Les lieux de culte en flamme et une foule en délire appâtée par l’odeur du sang, telles sont les images qui nous arrivent ces jours-ci du Kosovo et de Serbie. Les images d’une haine religieuse et nationale couvée et entretenue sous l’aile d’une politique que nous connaissons tous. Ces scènes de destruction sont pour les citoyens de Bosnie-Herzégovine synonymes d’appréhension et - pour beaucoup - de peur. Réaction normale pour des gens qui ont eux-mêmes ressenti toute l’horreur des débordements et de la violence nationaliste.

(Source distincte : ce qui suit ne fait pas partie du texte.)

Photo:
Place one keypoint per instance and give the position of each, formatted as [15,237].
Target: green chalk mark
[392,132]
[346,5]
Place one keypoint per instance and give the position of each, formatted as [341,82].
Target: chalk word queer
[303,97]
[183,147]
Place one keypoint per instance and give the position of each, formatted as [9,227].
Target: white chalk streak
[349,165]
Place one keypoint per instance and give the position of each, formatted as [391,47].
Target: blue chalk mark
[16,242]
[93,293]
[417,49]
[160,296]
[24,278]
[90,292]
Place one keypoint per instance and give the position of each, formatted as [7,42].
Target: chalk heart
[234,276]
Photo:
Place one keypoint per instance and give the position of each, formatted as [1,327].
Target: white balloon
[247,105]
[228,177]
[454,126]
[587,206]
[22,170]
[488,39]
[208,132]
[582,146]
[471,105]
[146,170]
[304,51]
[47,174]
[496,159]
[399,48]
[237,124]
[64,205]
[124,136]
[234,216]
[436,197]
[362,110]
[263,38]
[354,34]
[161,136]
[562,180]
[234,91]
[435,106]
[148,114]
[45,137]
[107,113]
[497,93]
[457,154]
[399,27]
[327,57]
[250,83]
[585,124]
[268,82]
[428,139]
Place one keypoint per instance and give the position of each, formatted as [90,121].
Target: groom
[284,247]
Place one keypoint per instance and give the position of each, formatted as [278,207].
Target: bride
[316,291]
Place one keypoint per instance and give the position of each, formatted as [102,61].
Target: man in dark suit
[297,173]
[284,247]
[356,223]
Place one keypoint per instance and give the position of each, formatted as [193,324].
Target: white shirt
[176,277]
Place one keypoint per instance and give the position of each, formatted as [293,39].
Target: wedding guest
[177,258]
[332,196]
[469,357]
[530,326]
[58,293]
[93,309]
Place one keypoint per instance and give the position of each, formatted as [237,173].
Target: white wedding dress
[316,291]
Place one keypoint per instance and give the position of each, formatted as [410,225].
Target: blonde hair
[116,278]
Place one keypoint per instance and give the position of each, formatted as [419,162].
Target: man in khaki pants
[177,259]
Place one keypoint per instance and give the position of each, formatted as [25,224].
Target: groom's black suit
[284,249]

Une éventuelle guerre au Kosovo mettrait le feu aux poudres dans toute la région. Mais même si l’on exclut cette possibilité, les troubles au Kosovo ne laissent rien présager de bon pour la stabilité de notre pays. Sachant qu’ils ont perdu le Kosovo, les politiciens serbes radicaux de Belgrade, parmi lesquels le Premier ministre Vojislav Kostunica, conditionnent l’indépendance du Kosovo à l’annexion de la Republika Srpska par la Serbie. Si l’on tient compte de l’état d’esprit qui règne actuellement de l’autre côté de la Drina, on ne peut que louer les réactions modérées des hommes politiques les plus responsables de la RS, en premier lieu de son président Dragan Cavic, qui a lancé l’appel suivant à ses concitoyens : "Nous n’avons pas le droit de laisser nos émotions nous entraîner dans la voie de la destruction".

Je ne pense pas que ce soit là l’expression d’un amour particulier de Cavic pour la Bosnie-Herzégovine, car ce qui l’intéresse avant tout c’est le sort de la Republika Srpska, mais au vu de la situation, cette prise de position mérite d’être relevée. Il serait naturellement ridicule d’affirmer que Serbes, Croates et Bosniaques interprètent ces événements de la même façon. Chacun se laisse guider par ses propres émotions. Il en a toujours été ainsi en Bosnie. Mais tant que les émotions resteront sous le contrôle de la raison et de politiciens clairvoyants, la vie en Bosnie-Herzégovine restera possible. Ce qui se passe actuellement - la mise à feu d’églises au Kosovo et de mosquées à Belgrade et à Nis, ainsi que le début d’incendie dans l’église orthodoxe de Bugojno - ne peut que nous ouvrir, pour la énième fois, les portes de l’enfer.